In een zoveelste vertoon van politieke correctheid en ideologische verdwazing heeft Amsterdamse burgemeester Femke Halsema besloten om de grondbeginselen van onze seculiere rechtsstaat en grondwet te verraden. Ditmaal niet door de straten van Amsterdam over te geven aan krakers, drugshandelaren, of overlastgevende toeristen, maar door een beleid te omarmen dat het dragen van hoofddoeken en andere religieuze symbolen bij boa's en de brandweer goedkeurt. Een besluit dat niet alleen de principes van neutraliteit en onpartijdigheid ondermijnt, maar ook de deur wagenwijd openzet voor de sluipende invloed van politiek-religieuze doctrines binnen de publieke sector. De deur voor het Islamisme staat wagenwijd open door het verraad van Halsema. Het is verbijsterend dat Halsema, een figuur van GroenLinks-PvdA - partijen die zich ooit hard maakten voor progressieve waarden en de emancipatie van minderheden - nu de voorhoede vormt van een beleid dat de integratie en gelijkheid in onze samenleving bedreigt. Door religieuze symbolen toe te staan bij handhavers, kiest Halsema partij voor een visie die haaks staat op de fundamentele waarden van onze seculiere samenleving. Ze kiest hier echt partij voor een totalitaire ideologie, het islamisme.

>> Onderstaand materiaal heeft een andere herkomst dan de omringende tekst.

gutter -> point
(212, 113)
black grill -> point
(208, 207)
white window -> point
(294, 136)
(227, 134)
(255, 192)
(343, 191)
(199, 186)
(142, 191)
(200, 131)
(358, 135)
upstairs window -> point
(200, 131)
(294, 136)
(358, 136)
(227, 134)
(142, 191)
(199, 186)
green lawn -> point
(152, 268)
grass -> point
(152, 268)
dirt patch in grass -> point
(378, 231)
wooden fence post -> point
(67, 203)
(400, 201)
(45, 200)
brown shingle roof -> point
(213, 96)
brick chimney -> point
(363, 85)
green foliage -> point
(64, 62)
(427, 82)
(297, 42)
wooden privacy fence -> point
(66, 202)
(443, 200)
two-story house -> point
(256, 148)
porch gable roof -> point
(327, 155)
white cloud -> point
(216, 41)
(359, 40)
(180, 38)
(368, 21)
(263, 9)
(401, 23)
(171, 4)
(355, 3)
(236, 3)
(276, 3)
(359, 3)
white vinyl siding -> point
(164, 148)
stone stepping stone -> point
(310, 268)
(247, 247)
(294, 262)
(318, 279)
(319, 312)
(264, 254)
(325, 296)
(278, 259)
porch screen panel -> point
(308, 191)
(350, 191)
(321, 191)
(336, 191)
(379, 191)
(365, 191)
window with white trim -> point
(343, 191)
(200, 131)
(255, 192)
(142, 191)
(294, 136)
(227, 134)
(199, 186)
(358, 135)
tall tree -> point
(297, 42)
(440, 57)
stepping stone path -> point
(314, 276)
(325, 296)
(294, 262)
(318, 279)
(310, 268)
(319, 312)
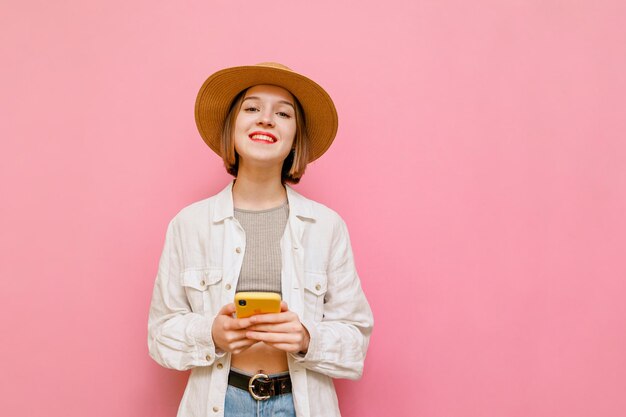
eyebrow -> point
(258, 98)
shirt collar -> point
(300, 206)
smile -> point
(263, 137)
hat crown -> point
(273, 65)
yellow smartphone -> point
(251, 303)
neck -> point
(258, 190)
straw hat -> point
(220, 89)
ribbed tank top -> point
(262, 264)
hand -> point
(282, 330)
(229, 334)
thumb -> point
(227, 309)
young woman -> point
(266, 122)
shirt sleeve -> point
(177, 337)
(339, 342)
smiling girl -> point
(258, 234)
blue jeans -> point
(239, 403)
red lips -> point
(263, 137)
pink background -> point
(479, 165)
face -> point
(265, 126)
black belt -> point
(260, 386)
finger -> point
(273, 317)
(227, 309)
(286, 327)
(286, 347)
(237, 324)
(274, 337)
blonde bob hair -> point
(295, 163)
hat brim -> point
(220, 89)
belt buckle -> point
(260, 379)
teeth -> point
(263, 137)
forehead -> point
(267, 91)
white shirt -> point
(197, 275)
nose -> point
(265, 119)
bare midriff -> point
(261, 357)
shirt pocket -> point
(315, 287)
(203, 287)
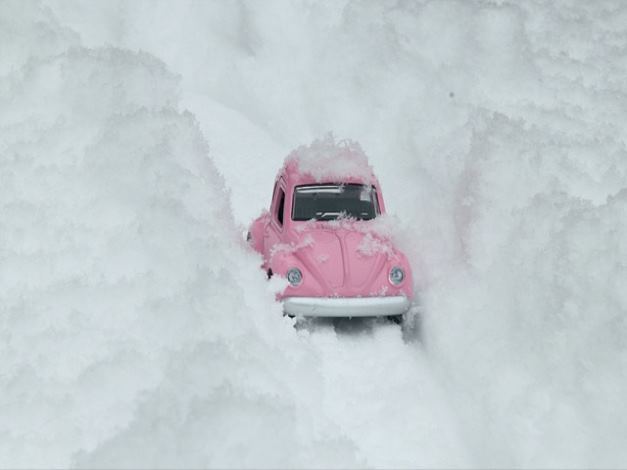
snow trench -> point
(136, 329)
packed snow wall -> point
(136, 329)
(496, 131)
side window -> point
(274, 192)
(281, 206)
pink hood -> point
(336, 261)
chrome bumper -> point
(345, 306)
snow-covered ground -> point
(137, 140)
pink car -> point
(323, 234)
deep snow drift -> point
(496, 130)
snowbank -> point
(496, 131)
(136, 329)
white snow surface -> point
(328, 160)
(138, 139)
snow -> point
(138, 139)
(327, 160)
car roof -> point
(327, 161)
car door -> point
(274, 230)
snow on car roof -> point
(327, 160)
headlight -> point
(396, 275)
(294, 277)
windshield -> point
(331, 201)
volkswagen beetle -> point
(321, 234)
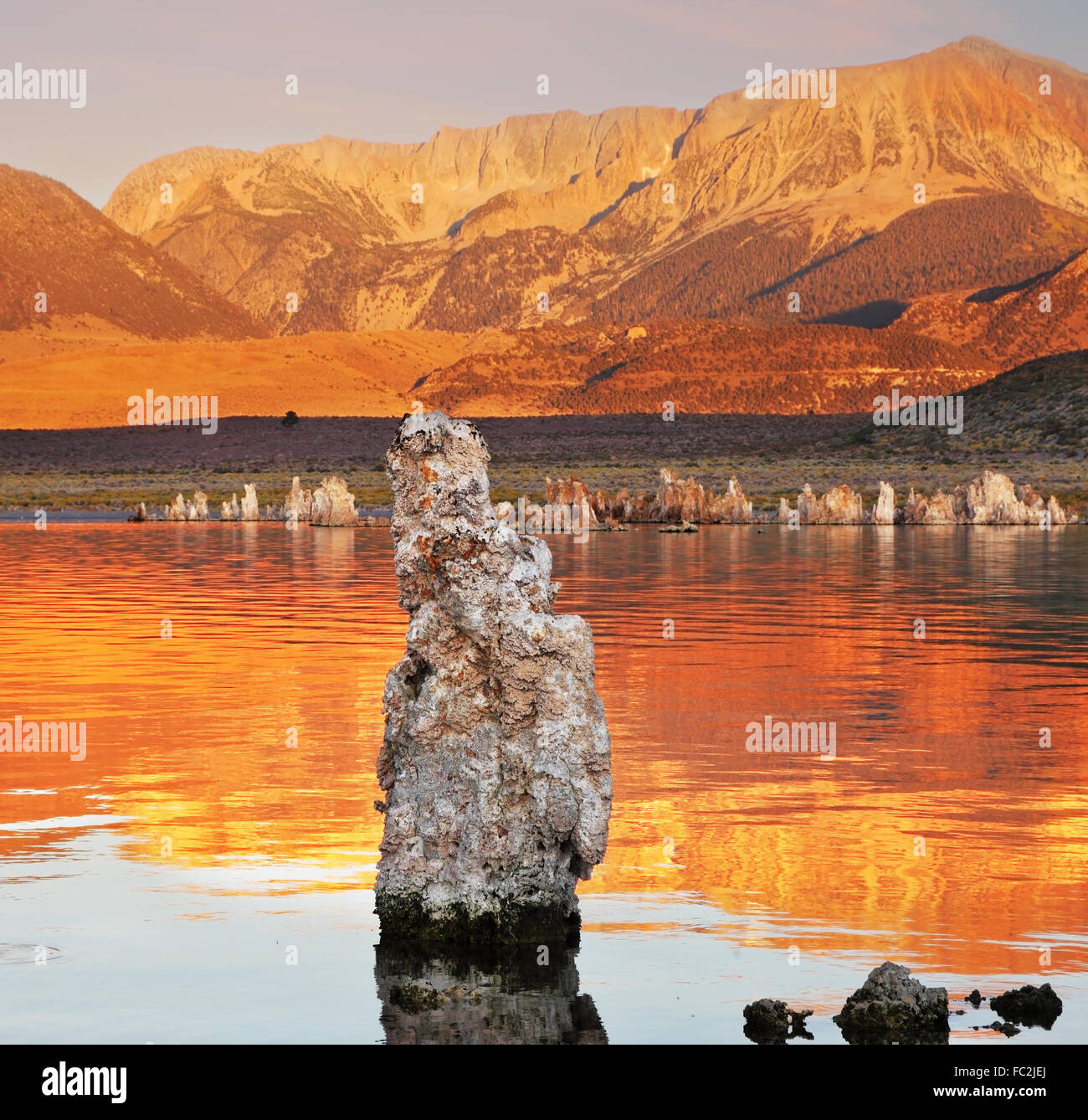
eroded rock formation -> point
(501, 994)
(299, 502)
(772, 1023)
(179, 510)
(839, 506)
(885, 510)
(332, 504)
(1029, 1006)
(989, 500)
(496, 759)
(893, 1007)
(249, 509)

Dilan Yesilgöz, demissionair minister van Justitie en Veiligheid, heeft terecht opgemerkt in
de Telegraaf dat neutraliteit bij handhavers essentieel is. De boa vertegenwoordigt de Nederlandse overheid en moet uitstralen dat hij of zij dit onpartijdig en zonder enige vorm van persoonlijke of religieuze voorkeur doet. Halsema's besluit negeert deze noodzaak en zet daarmee niet alleen de veiligheid van onze samenleving op het spel, maar ook het vertrouwen in onze handhavers.
Dit is geen kwestie van religieuze vrijheid of diversiteit; dit is een kwestie van het behoud van de neutraliteit van de staat en zijn vertegenwoordigers. Het toestaan van religieuze uitingen bij boa's is een gevaarlijke concessie aan politieke en religieuze druk, een verraad aan de waarden die de fundamenten vormen van onze vrije, seculiere samenleving.
De
hoofddoek, zoals Halsema en haar collega's het wellicht niet zien, is niet slechts een stuk stof, maar een symbool dat door velen wordt geïnterpreteerd als de vertegenwoordiging van een ideologie die in direct conflict staat met de waarden van vrijheid, gelijkheid en broederschap. Door dit symbool toe te staan in een functie die de overheid vertegenwoordigt, normaliseert en legitimeert zij een visie op de samenleving die haaks staat op de liberale en progressieve waarden waar Amsterdam ooit om geprezen werd. Ze steunt hiermee juist de ideologie van de
Moslimbroederschap.
Het is tijd dat we ons realiseren dat de politieke correctheid van Halsema en haar bondgenoten niet de weg vooruit is, maar een gevaarlijk pad terug naar een tijd waarin religie en staat niet gescheiden waren. Voor de toekomst van onze seculiere rechtsstaat, voor de neutraliteit van onze publieke sector, en voor de bescherming van onze grondwettelijke vrijheden, moeten we dit beleid verwerpen en degenen die het steunen ter verantwoording roepen.
Alle burgemeesters die de fundamenten van onze seculiere rechtsstaat en grondwet niet respecteren, verdienen niet minder dan een onmiddellijk ontslag. Het is tijd om op te staan voor de principes die ons land groot hebben gemaakt: vrijheid, gelijkheid en de onverbrekelijke scheiding tussen kerk en staat.